A Word from Laura

Just when the news leading up to November 8 couldn’t get any worse, the BBC broadcaster referred to this election season as the “civics lesson from hell,” leading up to “America’s political Chernobyl.”  As disgusted as I am by recent political rhetoric, I don’t have an equivalent Geiger counter or iodine tablets.

The recent political climate seems more like a natural disaster due to incoming fecal matter of massive proportions – a storm, really, but I won’t use the word for it here, for all kinds of reasons.  Come November 9, we have to begin digging out, and we are in for a long haul.  But we are not without hope.

Scripture reminds us that contemporary Americans are not the only ones who act atrociously towards each other.  People in the Bible, especially siblings, could be murderous, as in the story of Cain and Abel that you will hear this Sunday.  Thirty-three chapters later in Genesis, Joseph’s brothers stop short of killing him; instead, they sell Joseph into slavery.  (The text tells us they sneered, calling him a “dreamer”; I’m sure they used some other choice words, too.)

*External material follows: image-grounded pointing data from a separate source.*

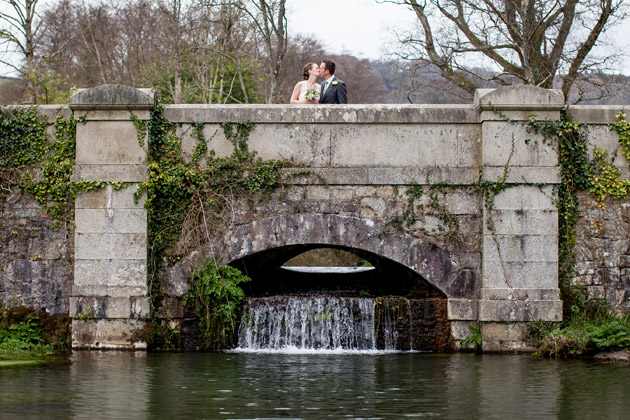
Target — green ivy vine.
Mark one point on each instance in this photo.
(189, 202)
(217, 300)
(33, 162)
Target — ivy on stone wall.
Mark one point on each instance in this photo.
(575, 166)
(190, 203)
(42, 165)
(579, 172)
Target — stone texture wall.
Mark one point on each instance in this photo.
(368, 157)
(36, 263)
(603, 235)
(603, 253)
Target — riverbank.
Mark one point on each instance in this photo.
(585, 334)
(29, 337)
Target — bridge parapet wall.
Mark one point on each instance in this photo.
(366, 155)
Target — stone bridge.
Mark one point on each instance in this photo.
(495, 261)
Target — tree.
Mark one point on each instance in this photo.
(19, 36)
(270, 19)
(529, 41)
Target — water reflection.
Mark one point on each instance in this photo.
(201, 385)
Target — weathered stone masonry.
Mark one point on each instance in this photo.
(499, 268)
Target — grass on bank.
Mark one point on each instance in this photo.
(27, 336)
(23, 340)
(586, 333)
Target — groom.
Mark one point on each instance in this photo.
(333, 89)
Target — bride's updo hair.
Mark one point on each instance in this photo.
(306, 69)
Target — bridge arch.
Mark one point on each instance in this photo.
(276, 240)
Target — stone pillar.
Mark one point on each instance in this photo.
(520, 231)
(109, 301)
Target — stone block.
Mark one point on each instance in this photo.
(109, 307)
(462, 202)
(108, 197)
(423, 176)
(123, 246)
(525, 197)
(523, 174)
(326, 176)
(503, 337)
(520, 248)
(111, 220)
(362, 191)
(425, 145)
(593, 115)
(109, 142)
(518, 274)
(525, 96)
(519, 310)
(462, 309)
(523, 222)
(342, 193)
(505, 143)
(124, 291)
(308, 114)
(111, 173)
(114, 334)
(605, 138)
(317, 192)
(520, 294)
(107, 272)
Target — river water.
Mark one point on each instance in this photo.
(315, 385)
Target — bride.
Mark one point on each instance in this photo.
(307, 88)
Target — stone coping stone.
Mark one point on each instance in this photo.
(112, 97)
(49, 111)
(596, 114)
(324, 114)
(519, 97)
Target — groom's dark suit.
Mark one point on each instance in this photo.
(335, 94)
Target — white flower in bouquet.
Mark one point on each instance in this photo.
(311, 94)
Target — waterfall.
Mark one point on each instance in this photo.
(308, 322)
(328, 322)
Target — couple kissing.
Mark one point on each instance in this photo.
(330, 91)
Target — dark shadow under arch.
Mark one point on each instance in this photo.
(267, 243)
(386, 278)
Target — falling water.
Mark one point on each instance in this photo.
(326, 322)
(308, 322)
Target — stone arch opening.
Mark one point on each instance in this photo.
(385, 278)
(407, 290)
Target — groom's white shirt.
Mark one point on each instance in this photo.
(328, 82)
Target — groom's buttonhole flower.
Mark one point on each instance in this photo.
(311, 94)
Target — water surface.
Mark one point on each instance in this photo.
(116, 385)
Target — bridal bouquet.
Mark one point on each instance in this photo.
(311, 94)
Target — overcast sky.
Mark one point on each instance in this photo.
(363, 27)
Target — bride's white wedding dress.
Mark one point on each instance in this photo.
(303, 90)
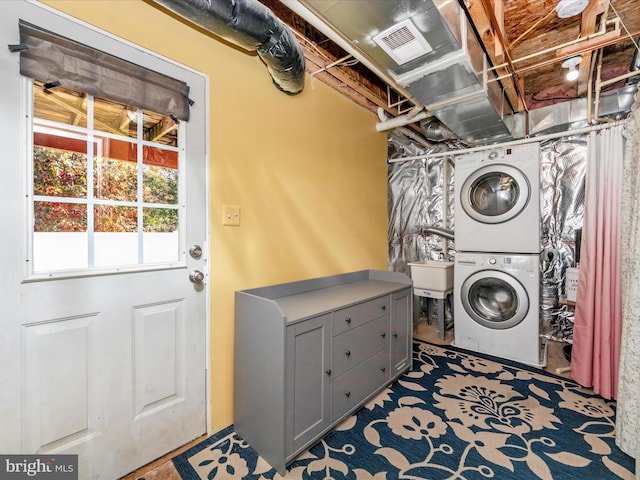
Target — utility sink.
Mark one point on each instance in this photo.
(432, 275)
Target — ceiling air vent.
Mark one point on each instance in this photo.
(403, 42)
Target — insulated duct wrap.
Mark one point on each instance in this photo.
(562, 182)
(416, 203)
(418, 198)
(252, 26)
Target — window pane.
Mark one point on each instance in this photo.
(59, 251)
(115, 171)
(59, 173)
(111, 218)
(115, 249)
(116, 237)
(160, 176)
(59, 217)
(161, 241)
(59, 104)
(115, 117)
(59, 238)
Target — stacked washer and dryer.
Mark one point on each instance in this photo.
(497, 262)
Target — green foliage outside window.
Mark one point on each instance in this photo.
(59, 173)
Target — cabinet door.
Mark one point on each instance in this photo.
(401, 321)
(308, 381)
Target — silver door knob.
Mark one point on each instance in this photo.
(196, 276)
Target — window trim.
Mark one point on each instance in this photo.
(29, 128)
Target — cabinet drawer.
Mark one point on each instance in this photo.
(354, 386)
(351, 317)
(358, 344)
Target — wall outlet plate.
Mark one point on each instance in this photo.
(231, 215)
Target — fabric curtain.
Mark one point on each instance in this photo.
(598, 319)
(628, 415)
(56, 60)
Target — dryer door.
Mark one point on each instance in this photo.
(495, 193)
(494, 299)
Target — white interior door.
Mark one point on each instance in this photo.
(107, 361)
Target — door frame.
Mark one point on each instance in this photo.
(206, 370)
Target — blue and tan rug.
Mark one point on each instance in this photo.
(456, 415)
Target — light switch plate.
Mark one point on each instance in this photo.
(231, 215)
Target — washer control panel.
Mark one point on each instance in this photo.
(511, 263)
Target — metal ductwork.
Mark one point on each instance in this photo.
(429, 49)
(434, 131)
(251, 26)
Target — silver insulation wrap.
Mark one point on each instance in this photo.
(421, 196)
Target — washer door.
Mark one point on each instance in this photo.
(494, 299)
(495, 193)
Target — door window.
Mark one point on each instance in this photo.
(105, 185)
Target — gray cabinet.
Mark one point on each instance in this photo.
(309, 353)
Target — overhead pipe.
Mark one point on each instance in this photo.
(252, 26)
(314, 20)
(400, 121)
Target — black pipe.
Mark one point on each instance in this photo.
(252, 26)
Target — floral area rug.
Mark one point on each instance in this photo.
(456, 415)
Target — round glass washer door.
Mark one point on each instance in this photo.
(495, 193)
(494, 299)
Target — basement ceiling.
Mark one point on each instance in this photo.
(524, 43)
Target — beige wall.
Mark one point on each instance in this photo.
(307, 171)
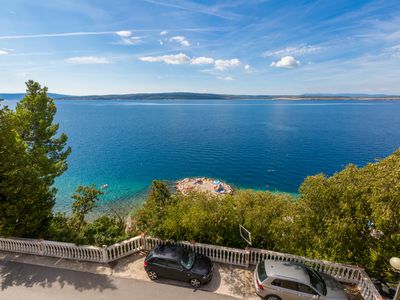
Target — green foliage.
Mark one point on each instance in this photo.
(85, 198)
(215, 219)
(153, 211)
(31, 157)
(351, 217)
(105, 230)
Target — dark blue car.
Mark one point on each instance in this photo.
(178, 263)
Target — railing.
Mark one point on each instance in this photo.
(54, 249)
(125, 248)
(342, 272)
(226, 255)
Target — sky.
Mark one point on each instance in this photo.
(83, 47)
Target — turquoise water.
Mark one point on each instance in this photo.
(270, 145)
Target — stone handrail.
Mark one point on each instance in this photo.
(215, 253)
(342, 272)
(54, 249)
(125, 248)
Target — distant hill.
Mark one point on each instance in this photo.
(209, 96)
(19, 96)
(354, 95)
(203, 96)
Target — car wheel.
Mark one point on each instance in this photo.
(272, 297)
(152, 275)
(195, 283)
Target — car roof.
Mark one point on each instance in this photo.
(287, 270)
(168, 252)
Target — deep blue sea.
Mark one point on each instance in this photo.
(270, 145)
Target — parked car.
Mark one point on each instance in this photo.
(278, 280)
(178, 263)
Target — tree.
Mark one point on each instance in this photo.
(35, 114)
(86, 198)
(31, 157)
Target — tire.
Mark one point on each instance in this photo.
(194, 282)
(272, 297)
(152, 275)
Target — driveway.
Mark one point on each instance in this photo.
(30, 282)
(228, 280)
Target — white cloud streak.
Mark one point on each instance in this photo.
(181, 58)
(227, 78)
(288, 62)
(87, 60)
(173, 59)
(64, 34)
(127, 38)
(302, 49)
(124, 33)
(202, 60)
(181, 40)
(223, 65)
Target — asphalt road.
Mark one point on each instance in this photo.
(30, 282)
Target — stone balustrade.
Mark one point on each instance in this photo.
(240, 257)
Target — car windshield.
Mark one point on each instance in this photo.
(316, 281)
(188, 259)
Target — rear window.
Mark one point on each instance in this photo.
(262, 275)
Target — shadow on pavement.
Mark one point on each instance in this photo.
(21, 274)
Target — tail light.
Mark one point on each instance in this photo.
(259, 285)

What could be worse than your brothers selling you into slavery?  Yet Joseph works his way out, becoming an important Egyptian official.  When famine hits their home, Joseph’s brothers show up to ask him for food, but fail to recognize him.

Joseph doesn’t immediately forgive them or reveal his identity.  He tricks them into leaving his closest brother Benjamin with him, only to break down, finally, with compassion, working out a plan that moves his family to safety.   By the end, Joseph tells them, “You meant this for harm, but God has used it for good.

God can still use the awful things we humans do and say for good.  As we move closer to the election, cleaning up after an epidemic of mud-slinging, we can also look for good things God is growing in the mud.   As one person’s (Trump’s) words reveal new depths of bigotry, sexism and racism among us, we also have opportunities to dig out of the muck and reclaim the work of justice and human rights, to practice love of neighbors and enemies!

Our shovels will need to be strong and our own strength rooted in faith that God is still at work, that nothing – especially not human hatefulness – is stronger than God’s great love.